The county’s integrated preparedness plan is effectively final, Rich said, and will remain a living document listing projects, trainings and exercises for the coming quarter. He told commissioners he has submitted draft memoranda of understanding for shelter use to Buena Vista (BV) and Salida schools, and that those drafts have not yet gone to county legal review. He said the county is coordinating with the American Red Cross on shelter agreements.
On communications, Rich said the county’s emergency operations center (EOC) struggles when more than five or six people connect with phones or laptops: “the system just crashes.” He described testing a commercial cellular booster with 5G capability and said T‑Mobile equipment has produced better connectivity than Verizon or AT&T in his office; he plans to include that capability in next year’s budget proposal.
Rich described recent equipment work: reprogramming the county’s digital trunking radios, improvements to the command-post trailer used at recent events, and ongoing work with local amateur radio operators to support merged communications when state systems fail. He also described an ongoing project to update the county’s radio caches and command-post capabilities.
Training and exercises were another focus. Rich said he has run intermediate Incident Command System courses and other FEMA‑aligned classes with about 22 attendees from county agencies and partners. He described a recent mass‑casualty exercise and an upcoming communications full‑scale test on Aug. 4, plus evacuation and reentry planning sessions scheduled at the BV public safety building.
Commissioners and other attendees raised volunteer and liability questions for search‑and‑rescue (SAR) and other volunteer roles during evacuations. Rich said legal review will be required to determine liability and training needs before volunteers are used for traffic control or similar duties, and he emphasized that “your home is not our priority.
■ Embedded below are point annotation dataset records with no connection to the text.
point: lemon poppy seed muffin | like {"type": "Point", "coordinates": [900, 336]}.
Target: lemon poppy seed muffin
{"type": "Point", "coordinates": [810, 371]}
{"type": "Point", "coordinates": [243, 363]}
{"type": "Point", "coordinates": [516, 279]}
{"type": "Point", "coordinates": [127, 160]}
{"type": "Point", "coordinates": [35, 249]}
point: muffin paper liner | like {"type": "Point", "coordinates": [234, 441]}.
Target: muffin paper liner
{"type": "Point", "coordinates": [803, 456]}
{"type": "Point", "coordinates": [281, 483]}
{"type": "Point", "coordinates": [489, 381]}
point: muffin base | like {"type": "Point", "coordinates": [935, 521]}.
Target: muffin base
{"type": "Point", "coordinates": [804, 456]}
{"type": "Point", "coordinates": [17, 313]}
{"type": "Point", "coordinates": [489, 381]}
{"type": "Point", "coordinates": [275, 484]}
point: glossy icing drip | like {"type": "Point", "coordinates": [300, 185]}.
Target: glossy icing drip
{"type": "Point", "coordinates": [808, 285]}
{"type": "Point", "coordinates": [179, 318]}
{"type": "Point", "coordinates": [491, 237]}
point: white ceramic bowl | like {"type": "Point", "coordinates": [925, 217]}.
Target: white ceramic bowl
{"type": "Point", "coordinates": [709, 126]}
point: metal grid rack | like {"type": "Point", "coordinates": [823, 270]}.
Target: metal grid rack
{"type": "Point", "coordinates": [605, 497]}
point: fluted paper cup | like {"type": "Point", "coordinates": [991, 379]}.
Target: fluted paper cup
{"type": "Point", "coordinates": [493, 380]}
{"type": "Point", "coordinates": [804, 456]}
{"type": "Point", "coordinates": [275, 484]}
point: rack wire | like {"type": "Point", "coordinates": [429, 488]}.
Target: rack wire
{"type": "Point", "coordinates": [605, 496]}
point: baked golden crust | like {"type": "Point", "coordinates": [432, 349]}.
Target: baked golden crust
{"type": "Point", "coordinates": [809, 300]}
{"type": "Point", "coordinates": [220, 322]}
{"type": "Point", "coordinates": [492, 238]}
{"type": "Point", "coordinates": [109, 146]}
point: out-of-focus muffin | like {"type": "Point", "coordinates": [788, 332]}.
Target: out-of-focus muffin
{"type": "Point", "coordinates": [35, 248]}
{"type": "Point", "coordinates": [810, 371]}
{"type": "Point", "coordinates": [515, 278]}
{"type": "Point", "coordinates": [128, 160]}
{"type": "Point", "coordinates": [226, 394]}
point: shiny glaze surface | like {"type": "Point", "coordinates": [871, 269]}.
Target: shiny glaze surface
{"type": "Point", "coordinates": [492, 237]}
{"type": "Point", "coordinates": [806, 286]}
Your life is.”
Rich said outreach to homeowners associations (HOAs) is increasing and stressed that part‑time property owners often miss preparedness messages; he has been conducting presentations to HOA meetings and distributing evacuation checklists and Everbridge sign‑up information.
No formal motions or votes were taken on these items. Rich said he will seek acceptance approval from the board only if and when a grant award is offered; the board was asked only for permission to apply for the state mitigation‑planning grant at this stage.
The update covered multiple operational and planning needs—short‑term grant management, communications upgrades, shelter MOUs and volunteer policy—without any immediate, board‑level decisions beyond the manager’s plan to apply for state mitigation planning funds and to seek board acceptance if awarded.